问题
Im storing all types of files on amazon S3. In amazon S3 bucket, All files store in different folders, I know there is no concept of folder in amazon s3. Objects are only identified by their keys. if i store any file with key like 'mydocs/personal/profile-pic.jpg' that mean two parents folders(personal folder inside mydocs folder) will be created there.
I want to calculate the size of any folder like 'mydocs' in java.

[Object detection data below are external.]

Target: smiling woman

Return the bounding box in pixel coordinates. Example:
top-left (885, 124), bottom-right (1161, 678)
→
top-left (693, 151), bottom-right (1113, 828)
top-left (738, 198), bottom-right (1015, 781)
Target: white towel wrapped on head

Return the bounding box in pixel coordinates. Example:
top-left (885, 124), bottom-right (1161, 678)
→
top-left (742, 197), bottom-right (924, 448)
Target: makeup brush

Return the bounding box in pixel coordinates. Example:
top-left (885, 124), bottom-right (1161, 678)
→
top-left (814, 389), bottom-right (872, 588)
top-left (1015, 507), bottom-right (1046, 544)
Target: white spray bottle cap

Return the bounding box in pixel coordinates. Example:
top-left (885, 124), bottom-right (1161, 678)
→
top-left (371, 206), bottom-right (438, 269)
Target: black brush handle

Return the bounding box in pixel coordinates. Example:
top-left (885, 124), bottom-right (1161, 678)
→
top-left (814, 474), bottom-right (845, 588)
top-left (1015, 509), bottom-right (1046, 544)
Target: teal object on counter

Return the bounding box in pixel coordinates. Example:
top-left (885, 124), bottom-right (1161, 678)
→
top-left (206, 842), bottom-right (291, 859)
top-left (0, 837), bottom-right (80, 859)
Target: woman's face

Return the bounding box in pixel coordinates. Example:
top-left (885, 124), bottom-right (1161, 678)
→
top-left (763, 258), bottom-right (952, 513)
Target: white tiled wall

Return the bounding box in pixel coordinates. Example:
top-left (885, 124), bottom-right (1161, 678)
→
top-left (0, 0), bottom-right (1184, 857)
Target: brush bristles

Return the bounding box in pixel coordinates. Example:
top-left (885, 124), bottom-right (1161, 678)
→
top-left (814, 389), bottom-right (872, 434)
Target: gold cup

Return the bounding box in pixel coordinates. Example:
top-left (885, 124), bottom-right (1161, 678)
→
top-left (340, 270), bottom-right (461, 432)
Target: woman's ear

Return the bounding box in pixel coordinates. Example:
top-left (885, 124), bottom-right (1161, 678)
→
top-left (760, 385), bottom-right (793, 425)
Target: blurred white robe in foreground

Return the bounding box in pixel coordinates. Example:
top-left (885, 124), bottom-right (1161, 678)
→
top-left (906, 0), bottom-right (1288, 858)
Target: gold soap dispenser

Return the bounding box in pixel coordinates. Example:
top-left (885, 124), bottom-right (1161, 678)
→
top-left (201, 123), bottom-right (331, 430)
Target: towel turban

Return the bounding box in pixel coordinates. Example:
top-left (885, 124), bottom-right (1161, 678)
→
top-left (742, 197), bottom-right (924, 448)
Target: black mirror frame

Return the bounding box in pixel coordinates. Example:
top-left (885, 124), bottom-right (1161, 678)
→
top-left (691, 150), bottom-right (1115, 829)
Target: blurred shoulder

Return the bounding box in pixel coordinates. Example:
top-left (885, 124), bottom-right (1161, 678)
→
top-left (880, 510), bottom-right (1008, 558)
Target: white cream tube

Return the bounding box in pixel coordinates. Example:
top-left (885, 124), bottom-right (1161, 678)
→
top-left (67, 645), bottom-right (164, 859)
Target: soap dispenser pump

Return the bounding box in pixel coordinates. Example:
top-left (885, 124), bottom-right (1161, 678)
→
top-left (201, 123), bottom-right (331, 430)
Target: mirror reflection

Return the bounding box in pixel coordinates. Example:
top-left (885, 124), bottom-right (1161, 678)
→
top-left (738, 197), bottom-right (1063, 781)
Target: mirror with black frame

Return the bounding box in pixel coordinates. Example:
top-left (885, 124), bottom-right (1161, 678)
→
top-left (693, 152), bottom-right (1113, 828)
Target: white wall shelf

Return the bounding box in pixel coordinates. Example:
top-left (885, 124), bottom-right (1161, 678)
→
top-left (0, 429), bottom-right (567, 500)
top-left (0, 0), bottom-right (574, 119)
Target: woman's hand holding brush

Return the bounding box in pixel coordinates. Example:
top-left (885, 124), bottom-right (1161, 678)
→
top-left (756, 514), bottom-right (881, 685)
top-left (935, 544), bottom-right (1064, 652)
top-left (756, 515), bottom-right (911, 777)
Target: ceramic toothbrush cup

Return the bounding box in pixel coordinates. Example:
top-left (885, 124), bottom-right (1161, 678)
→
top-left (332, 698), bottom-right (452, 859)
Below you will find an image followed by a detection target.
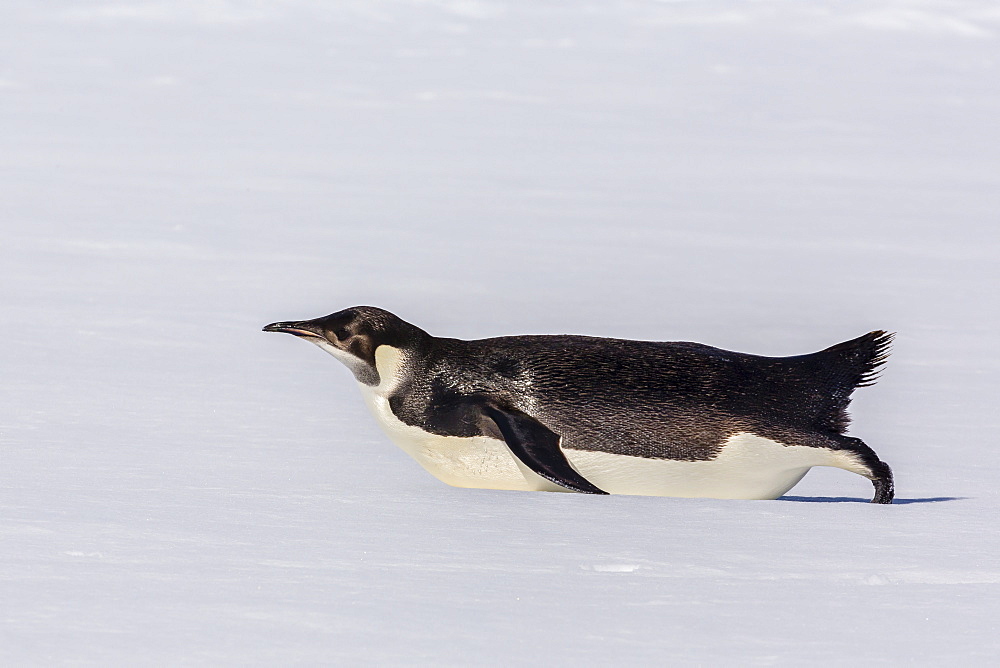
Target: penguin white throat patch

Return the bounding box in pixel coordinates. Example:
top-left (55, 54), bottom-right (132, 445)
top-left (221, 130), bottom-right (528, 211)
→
top-left (358, 345), bottom-right (570, 492)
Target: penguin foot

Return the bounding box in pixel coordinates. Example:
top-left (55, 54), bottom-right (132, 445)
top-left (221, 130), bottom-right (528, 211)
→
top-left (872, 461), bottom-right (896, 503)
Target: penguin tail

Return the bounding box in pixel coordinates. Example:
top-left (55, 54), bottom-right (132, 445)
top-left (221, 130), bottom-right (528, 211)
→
top-left (805, 330), bottom-right (895, 434)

I calculated bucket total size by using this code given below:
public long calculateBucketSize(String bucketName) {
long totalSize = 0;
int totalItems = 0;
ObjectListing objects = listObjects(bucketName);
do {
for (S3ObjectSummary objectSummary : objects.getObjectSummaries()) {
totalSize += objectSummary.getSize();
totalItems++;
}
objects = listNextBatchOfObjects(objects);
} while (objects.isTruncated());
System.out.println("Amazon S3 bucket: " + bucketName + " containing "
+ totalItems + " objects with a total size of " + totalSize
+ " bytes.");
return totalSize;
}
This method will return the bucket total size. I want to calculate the size of any single folder. Any help will be appreciated.
回答1:
There is an easy way to this with org.apache.hadoop lib
def calculateSize(path: String)(implicit spark: SparkSession): Long = {
val fsPath = new Path(path)
val fs = fsPath.getFileSystem(spark.sparkContext.hadoopConfiguration)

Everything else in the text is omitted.